Aug 1, 2009 05:50 GMT  ·  By
This astrophysics simulation seeks to discover the mechanism behind core-collapse supernovae
   This astrophysics simulation seeks to discover the mechanism behind core-collapse supernovae

Experts at the US Department of Energy's (DOE) Argonne National Laboratory (ANL) have recently taken another step in helping us understand the complex nature of our Universe, when they created the first high-complexity simulation of a supernova, the explosion that occurs when a massive star dies and collapses. The image is so complex, that it would take more than three years for an average computer user to just download the data the scientists used for the job. Its goal is to provide experts with new means of understanding the supernovae, without actually having to wait for one to happen.

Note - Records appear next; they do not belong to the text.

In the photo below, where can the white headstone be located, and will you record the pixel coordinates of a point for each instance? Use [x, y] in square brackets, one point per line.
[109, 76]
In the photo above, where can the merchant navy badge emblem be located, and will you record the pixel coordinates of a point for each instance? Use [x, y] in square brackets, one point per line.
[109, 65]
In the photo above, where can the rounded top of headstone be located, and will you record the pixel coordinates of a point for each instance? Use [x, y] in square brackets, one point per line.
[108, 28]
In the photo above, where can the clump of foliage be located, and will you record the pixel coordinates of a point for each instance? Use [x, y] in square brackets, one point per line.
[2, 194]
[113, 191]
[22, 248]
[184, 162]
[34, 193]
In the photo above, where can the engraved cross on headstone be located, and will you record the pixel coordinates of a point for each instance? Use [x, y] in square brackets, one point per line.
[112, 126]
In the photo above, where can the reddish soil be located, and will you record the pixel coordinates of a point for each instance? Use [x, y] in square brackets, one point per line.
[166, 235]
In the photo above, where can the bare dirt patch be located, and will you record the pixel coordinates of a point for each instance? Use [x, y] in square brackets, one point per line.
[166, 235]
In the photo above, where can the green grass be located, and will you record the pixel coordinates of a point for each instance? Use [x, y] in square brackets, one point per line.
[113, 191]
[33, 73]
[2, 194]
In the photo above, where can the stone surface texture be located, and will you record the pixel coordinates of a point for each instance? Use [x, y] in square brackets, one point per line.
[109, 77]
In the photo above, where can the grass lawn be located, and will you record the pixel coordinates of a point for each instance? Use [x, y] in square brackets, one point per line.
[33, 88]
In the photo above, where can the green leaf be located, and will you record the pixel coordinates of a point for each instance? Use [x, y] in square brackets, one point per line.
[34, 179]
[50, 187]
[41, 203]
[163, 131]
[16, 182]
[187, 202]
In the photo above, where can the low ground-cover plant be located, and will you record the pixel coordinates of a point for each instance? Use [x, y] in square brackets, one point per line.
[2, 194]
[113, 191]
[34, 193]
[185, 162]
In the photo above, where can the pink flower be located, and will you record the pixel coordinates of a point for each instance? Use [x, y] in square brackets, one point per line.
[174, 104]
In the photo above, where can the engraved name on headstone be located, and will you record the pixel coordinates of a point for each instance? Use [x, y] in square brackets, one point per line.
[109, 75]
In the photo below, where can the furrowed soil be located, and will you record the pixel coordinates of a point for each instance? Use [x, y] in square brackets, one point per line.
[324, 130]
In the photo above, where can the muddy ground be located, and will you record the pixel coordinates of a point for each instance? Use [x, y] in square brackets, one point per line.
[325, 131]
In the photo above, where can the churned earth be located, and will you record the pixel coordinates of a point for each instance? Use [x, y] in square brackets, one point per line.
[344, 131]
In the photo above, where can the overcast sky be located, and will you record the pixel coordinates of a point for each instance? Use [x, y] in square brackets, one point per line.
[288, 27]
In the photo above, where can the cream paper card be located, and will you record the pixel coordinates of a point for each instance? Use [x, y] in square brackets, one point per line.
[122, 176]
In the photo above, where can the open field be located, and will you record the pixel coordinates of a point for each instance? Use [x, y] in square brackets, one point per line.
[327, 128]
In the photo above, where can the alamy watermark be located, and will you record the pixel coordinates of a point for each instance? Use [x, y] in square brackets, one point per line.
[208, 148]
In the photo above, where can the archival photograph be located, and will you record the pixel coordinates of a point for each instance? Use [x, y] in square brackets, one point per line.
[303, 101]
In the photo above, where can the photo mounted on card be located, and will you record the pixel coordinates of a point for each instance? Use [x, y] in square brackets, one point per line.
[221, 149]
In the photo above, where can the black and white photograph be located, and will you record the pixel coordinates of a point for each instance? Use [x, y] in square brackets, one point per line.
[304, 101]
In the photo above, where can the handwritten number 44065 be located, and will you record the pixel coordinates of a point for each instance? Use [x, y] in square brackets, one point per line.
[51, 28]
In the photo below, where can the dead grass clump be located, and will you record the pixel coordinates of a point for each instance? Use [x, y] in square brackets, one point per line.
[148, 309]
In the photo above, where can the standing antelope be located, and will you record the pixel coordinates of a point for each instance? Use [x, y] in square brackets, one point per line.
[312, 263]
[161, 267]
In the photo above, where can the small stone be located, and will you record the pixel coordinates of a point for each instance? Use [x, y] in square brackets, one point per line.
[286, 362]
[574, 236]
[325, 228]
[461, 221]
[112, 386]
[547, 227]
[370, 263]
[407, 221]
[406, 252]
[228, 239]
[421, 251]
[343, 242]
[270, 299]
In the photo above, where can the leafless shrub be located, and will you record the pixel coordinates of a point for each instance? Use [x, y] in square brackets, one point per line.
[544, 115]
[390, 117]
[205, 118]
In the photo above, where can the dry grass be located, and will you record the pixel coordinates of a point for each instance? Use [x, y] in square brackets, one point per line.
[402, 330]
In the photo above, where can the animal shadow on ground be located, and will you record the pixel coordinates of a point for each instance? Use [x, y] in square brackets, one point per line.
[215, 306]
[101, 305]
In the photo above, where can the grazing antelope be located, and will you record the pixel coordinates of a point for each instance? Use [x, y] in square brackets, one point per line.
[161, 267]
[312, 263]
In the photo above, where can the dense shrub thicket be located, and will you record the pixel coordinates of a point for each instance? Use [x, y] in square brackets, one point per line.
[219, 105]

“On the scale that we're working, creating a movie would take a very long time on your laptop – just rotating the image one degree could take days,” ANL expert Mark Hereld, who is in charge of the facility's visualization and analysis efforts, explains. The team uses advanced supercomputers for the job, as these machines have the ability to process quadrillions of data points in a single second. At this point, they provide the only alternative solution to actually pointing telescopes at the skies, and waiting for tens of thousands of years for supernovae to occur in nature, Space reports.

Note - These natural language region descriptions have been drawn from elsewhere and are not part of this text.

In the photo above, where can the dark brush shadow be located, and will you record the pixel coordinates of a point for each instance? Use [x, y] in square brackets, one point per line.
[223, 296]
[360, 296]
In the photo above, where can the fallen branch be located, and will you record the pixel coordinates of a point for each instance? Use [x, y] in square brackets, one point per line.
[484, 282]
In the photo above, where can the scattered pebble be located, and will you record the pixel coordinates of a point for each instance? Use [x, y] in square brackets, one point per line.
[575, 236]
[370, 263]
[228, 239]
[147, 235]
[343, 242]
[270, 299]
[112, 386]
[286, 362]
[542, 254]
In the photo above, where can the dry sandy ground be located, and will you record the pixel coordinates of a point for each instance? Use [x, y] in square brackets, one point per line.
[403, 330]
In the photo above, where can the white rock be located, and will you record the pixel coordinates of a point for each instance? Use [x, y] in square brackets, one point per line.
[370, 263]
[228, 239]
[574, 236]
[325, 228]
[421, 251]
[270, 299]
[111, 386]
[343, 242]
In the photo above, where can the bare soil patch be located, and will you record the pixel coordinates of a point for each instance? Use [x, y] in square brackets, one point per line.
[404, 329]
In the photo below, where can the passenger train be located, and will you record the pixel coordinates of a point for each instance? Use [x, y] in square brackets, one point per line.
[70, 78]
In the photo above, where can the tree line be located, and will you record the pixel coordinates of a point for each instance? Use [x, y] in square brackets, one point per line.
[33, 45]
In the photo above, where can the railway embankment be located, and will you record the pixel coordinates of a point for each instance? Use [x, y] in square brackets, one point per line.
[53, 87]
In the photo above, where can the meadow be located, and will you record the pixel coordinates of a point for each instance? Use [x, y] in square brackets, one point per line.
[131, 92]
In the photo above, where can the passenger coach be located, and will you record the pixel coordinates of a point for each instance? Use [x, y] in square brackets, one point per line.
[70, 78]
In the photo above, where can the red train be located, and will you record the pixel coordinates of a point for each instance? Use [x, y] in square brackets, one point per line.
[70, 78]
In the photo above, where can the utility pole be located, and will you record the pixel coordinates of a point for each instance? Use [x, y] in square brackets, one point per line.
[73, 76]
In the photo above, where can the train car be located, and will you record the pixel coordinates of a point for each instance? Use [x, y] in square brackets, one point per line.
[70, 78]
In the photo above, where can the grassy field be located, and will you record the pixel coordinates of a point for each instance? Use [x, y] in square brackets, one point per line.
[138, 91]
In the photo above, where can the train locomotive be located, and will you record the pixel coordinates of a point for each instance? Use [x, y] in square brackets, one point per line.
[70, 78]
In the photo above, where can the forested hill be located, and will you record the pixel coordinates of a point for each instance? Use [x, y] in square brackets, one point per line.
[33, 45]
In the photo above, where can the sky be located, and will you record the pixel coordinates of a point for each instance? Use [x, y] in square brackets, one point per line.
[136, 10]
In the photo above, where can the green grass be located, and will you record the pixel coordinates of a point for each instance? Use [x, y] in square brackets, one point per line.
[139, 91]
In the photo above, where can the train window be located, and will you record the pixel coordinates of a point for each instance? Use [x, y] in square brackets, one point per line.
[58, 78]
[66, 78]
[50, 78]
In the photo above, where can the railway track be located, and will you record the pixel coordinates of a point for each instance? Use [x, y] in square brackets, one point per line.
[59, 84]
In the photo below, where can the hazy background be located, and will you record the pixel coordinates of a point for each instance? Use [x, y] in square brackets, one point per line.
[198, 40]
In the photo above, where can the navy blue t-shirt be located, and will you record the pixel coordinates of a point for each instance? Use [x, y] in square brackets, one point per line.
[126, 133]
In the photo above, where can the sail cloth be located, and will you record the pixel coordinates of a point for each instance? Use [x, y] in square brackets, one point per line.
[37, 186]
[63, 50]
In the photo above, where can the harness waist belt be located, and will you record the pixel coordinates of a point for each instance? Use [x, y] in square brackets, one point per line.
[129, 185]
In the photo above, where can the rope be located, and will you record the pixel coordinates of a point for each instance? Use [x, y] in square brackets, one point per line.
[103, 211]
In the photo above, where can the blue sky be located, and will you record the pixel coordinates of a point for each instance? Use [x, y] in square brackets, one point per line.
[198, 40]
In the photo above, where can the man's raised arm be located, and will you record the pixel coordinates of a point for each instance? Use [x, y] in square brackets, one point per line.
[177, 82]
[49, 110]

One of the major innovations the new simulation brought forth was the fact that the scientists did not send the data put together by ANL's 160,000-processor computer to a batch of graphics processors (GPU). The latter are all designed by the video game industry, and, as such, do not handle science data very well. Rather, Hereld says, the images were processed on the spot, inside the supercomputer. According to the results, this move significantly increased the efficiency of the operation.

ANL postdoctoral researcher Tom Peterka adds that, “We were able to scale up to large problem sizes of over 80 billion voxels per time step and generated images up to 16 megapixels. In astrophysics, studying how stars burn and explode pulls together all kinds of physics: hydrodynamics, gravitational physics, nuclear chemistry and energy transport. Other models study the migration of dangerous pollutants through complex structures in the soil, to see where they're likely to end up; or combustion in cars and manufacturing plants – where fuel is consumed and whether it's efficient.”

“Those kinds of problems often lead to questions that are very complicated to pose mathematically. But when you can simply watch a star explode through visualization of the simulation, you can gain insight that's not available any other way,” Hereld concludes.